Most programmers realize the short lifespan of their tools and don’t waste much of their lives memorizing what’s doomed to be obsolete. But neither do most programmers appreciate how everything in this industry is a derivative of some earlier thing, sharing syntax and constraints that will live well past our own personal expiration dates. If you have done what Oxford used to insist on: learnt latin and mathematics then you can f**k all of that other modern nonsense, because you’ll have the tools you need to understand anything.

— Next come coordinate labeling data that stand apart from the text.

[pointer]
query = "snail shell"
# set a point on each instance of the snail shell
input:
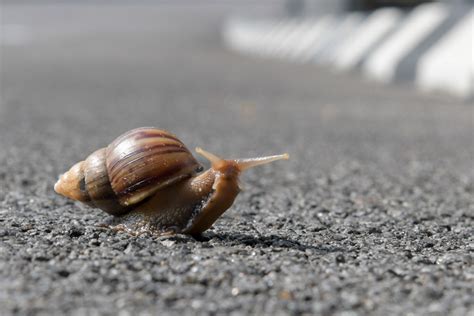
(148, 180)
(132, 168)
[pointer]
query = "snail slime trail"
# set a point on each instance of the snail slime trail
(150, 182)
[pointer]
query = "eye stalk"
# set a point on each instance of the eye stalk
(218, 163)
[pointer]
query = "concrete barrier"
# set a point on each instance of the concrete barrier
(432, 45)
(448, 65)
(362, 41)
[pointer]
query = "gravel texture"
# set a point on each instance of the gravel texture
(373, 213)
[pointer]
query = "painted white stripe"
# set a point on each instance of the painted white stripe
(14, 35)
(304, 50)
(277, 44)
(372, 31)
(448, 65)
(381, 64)
(303, 46)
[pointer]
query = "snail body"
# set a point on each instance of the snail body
(149, 181)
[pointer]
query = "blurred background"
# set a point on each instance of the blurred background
(372, 99)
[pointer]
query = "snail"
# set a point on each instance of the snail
(150, 182)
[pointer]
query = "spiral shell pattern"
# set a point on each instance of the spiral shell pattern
(144, 160)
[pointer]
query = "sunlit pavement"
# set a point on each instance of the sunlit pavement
(373, 213)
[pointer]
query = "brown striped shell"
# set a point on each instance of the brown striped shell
(134, 166)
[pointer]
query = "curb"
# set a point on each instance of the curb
(430, 46)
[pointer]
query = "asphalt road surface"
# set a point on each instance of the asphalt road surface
(373, 213)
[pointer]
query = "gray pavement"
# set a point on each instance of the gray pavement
(373, 213)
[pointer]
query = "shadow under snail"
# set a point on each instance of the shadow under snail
(150, 182)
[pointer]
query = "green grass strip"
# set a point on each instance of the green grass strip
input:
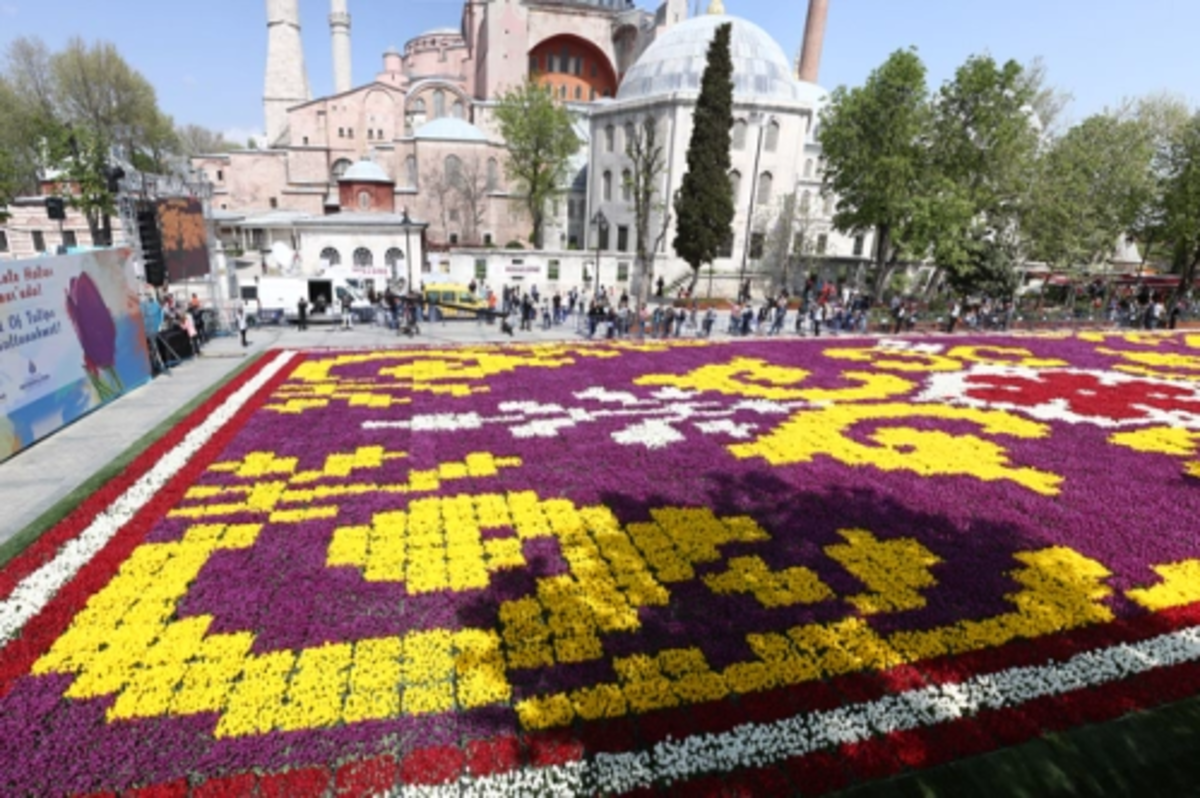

When in Rome, do as Romans do
I don’t think I live up to this because I like to use React to write web apps, despite being better at Angular than React. I do know Typescript and can write apps in it, but my heart belongs to Javascript. If I were to suppose an exception to this rule, it would be: “but when in the Roman accounting department, count as Romans do.” It is not always wrong to pick a language that fits the domain, even if there’s a performance or feature disadvantage from running in an interpreter or other layer. Yet great programmers will never insulate themselves from the hardware and will learn the native language anyway. These guys are as comfortable with platform diversity as they are with having multiple vegetables on the same dinner plate. While these programmers appreciate abstraction they don’t automatically appreciate generalization. If there was no advantage to be had in a new platform, then why was it ever created?
Conclusion
This is personal catharsis from an author who exhibited many of those problems himself. I didn’t want someone to get depressed when they recognized themselves, I wanted to be constructive.
Therefore if you think you’re missing any of the qualities above, don’t be offended. I haven’t picked all of these up yet myself, either. Many of them came from watching my mentors and other programmers or reading their code. It is always important to surround yourself in the company of extraordinary developers, even if you lack confidence or are overwhelmed with inferiority complex in their presence. This is what will potentially rocket your growth as a developer.